Frantic Fall Follies & Frolics
There is something frantic in the air right now. I can’t quite put my finger on it, but it feels like summer is not all that anxious to let go of it’s busy hot days to the deep cool days of fall. It will of course let go, and yes I know, we are only in the middle of September, but I can still feel this resistance building. I feel my own drive to keep on going till this end of summer work is complete, while also trying to compete with my inner needs to begin a period of slowing down as the days get shorter.
I begin to secretly long for the cooler days and deeper colours that the autumnal arrival hails. I hear the geese calling overhead as they begin their journeys southwards. Without wishing too hard for the rain and the cold of winter, I welcome the transition between them.

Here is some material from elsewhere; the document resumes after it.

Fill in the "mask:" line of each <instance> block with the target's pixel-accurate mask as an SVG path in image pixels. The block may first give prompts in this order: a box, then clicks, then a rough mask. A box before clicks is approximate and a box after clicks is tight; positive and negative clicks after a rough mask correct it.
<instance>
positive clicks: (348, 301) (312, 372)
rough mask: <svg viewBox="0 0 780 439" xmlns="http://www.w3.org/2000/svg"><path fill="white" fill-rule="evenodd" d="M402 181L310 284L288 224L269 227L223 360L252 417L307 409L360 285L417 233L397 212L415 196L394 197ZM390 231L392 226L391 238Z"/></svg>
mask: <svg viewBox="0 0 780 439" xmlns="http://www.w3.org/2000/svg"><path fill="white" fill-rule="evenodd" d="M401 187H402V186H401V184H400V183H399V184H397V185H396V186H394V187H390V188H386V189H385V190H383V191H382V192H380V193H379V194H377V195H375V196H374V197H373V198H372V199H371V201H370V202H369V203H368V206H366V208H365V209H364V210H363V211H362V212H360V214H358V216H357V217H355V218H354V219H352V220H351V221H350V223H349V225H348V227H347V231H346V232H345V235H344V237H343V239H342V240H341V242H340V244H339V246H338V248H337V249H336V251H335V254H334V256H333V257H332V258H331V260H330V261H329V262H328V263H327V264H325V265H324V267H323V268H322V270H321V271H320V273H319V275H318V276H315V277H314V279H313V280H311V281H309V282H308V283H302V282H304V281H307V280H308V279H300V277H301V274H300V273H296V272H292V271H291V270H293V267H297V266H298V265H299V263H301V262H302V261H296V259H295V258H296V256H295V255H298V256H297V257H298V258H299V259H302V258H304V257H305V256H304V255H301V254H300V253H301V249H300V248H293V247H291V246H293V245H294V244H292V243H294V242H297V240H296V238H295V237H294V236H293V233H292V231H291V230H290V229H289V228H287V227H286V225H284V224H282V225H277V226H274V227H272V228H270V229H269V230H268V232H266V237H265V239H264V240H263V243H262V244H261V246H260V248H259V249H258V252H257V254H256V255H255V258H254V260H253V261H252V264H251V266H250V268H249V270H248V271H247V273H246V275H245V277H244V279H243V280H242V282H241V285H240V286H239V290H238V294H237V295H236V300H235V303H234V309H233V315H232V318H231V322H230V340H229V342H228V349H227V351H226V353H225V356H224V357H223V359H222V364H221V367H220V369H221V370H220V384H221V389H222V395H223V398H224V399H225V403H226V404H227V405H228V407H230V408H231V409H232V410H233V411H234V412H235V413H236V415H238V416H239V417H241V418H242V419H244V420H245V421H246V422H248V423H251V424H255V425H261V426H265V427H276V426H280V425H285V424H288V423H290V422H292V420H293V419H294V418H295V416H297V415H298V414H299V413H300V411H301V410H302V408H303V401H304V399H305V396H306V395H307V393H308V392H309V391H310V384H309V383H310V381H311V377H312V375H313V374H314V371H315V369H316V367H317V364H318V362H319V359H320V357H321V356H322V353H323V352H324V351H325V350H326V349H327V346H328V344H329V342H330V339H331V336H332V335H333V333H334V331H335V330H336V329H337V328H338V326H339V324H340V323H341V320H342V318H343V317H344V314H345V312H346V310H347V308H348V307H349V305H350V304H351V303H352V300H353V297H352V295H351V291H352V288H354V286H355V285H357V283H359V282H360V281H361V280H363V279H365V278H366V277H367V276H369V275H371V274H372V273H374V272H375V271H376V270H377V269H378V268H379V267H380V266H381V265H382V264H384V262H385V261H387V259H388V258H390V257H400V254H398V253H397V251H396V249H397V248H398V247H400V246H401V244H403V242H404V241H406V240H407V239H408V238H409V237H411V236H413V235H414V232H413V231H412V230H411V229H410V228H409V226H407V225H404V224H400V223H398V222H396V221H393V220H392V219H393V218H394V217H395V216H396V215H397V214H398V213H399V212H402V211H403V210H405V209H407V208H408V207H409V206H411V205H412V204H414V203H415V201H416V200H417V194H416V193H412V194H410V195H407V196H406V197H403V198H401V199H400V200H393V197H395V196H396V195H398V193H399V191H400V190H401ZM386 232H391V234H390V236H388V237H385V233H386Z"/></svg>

I ready my being for a gentle slowing, while still staying focused on the task at hand and the vision that motivates it.
This year, I say, I will be prepared for the transition. This year, I will be equipped with intention and newfound understandings of what it means to let go. I will pull out my drysuit and wear cozy socks, I will get out my warm blankets and begin to make soup. I will also give myself permission to go out and get damp from the wetness in the air, to witness the landscapes transition as it paralells my own into the shorter days of fall. And oh! The colours are so bright just before they fall to the ground… and I do feel colourful these days.
Between the busy days of summer and the slower days of winter is a time to reap the harvest of summer, to dance in the moonlight, eat peaches and let the juice run down your chin and to feel the cool breath of winter gently kissing your neck. It’s time to get out for sunset paddles and kick the leaves underfoot, finish that one last project and shine brightly before the simple stark renewal of winter is upon us.